Personal information
- Full name: Jonetani Nalulu Buksh
- Date of birth: 2 July 1996 (age 30)
- Place of birth: Veisaru, Ba Province, Fiji
- Height: 1.73 m (5 ft 8 in)
- Position: Attacking midfielder

Team information
- Current team: Rewa

Youth career
- Kamil Muslim College
- Ba

Senior career*
- Years: Team / Apps / (Gls)
- 2013–2016: Ba
- 2016: Nadroga
- 2016–2017: Rewa
- 2017: Labasa
- 2017–: Rewa

International career^{‡}
- 2013: Fiji U17 / 5 / (2)
- 2014–2015: Fiji U20 / 2 / (0)
- 2017–: Fiji / 1 / (0)

Medal record
Men's football
Representing Fiji
OFC U-20 Championship
| Winner | 2014 Fiji |  |

= Jonetani Buksh =

Fijian footballer

Jonetani Buksh (born 2 July 1996) is a Fijian footballer who plays as a midfielder for Rewa in the Fiji National Football League.

==Club career==
Buksh hails from Ba Province. He started playing football at AD Patel College when he was already in secondary school. He was not happy at the school so he decided to move to the famous Kamil Muslim College in Ba, a school that is known for its good football team. This is where he was noticed by the local district team Ba FC and placed in their youth team. After a few years with Ba he moved to Nadroga after failing to get a place in the first team of Ba. He did well at Nadroga and after a few months he moved to Fijian powerhouse Rewa. After a season with them he was signed in January 2017 by Labasa. From the start he was an important member of the team which reached the 3rd place in the 2017 Fiji National Football League. In September 2017 it was announced that Buksh would return to Rewa, also known as the Delta Tigers.

==International career==
===U17===
Buksh has played for the Fiji U17, Fiji U20 and the Fijian national football team. He played for the Fijian U17 team at the 2013 OFC U-17 Championship. Fiji reached a fourth place (out of six teams) and Buksh scored two goals: In a 2–0 victory over Papua New Guinea and a 5–0 victory against the Cook Islands.
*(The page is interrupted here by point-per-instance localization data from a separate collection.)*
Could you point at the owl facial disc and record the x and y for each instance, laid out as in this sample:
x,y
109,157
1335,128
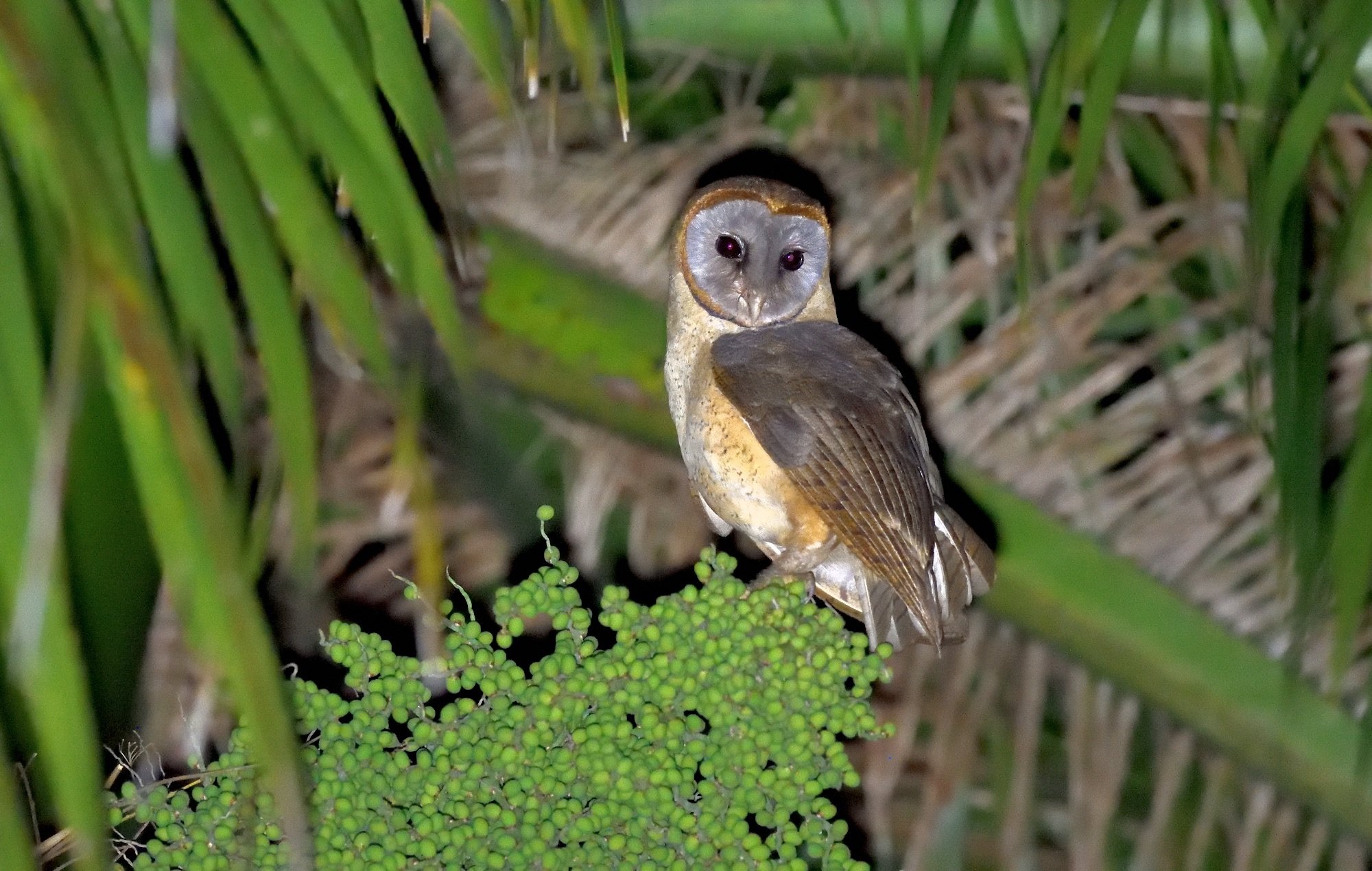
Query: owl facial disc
x,y
754,261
He also played in the other three games.

===U20===
In 2014 Buksh was called up for the Fiji national under-20 football team to play at the 2014 OFC U-20 Championship. This tournament was extremely successful for Fiji as they reached the first place. This meant that they had qualified for the 2015 FIFA U-20 World Cup. It was the first time that Fiji had qualified for a FIFA event. Buksh however, played only two games at the qualification tournament, in a 4–0 victory against American Samoa and a 3-0 victory over Papua New Guinea. At the U-20 World Cup was an unused substitute in all three games, including in the first ever victory for Fiji, a 3–0 against Honduras. A year later Buksh was not called up for the Fiji national under-23 football team which played at the 2016 Summer Olympics.

===Senior team===
In August 2017 he was called up for the Fijian national football team for two friendly matches in Indonesia. He made his debut on 2 September 2017 in a 0–0 draw against the Indonesia national football team. He played for Rewa against Suva in August 2019 where he scored a goal which was equalised.

==Private life==
Buksh spent his teens with his grandmother and grandfather after his parents divorced when he was in class 5. Buksh is the second eldest in his family. His younger brother Waisake Soga, born 4 January 2000, is also a football player who is currently part of the youth team of Ba and the Fiji U17 team.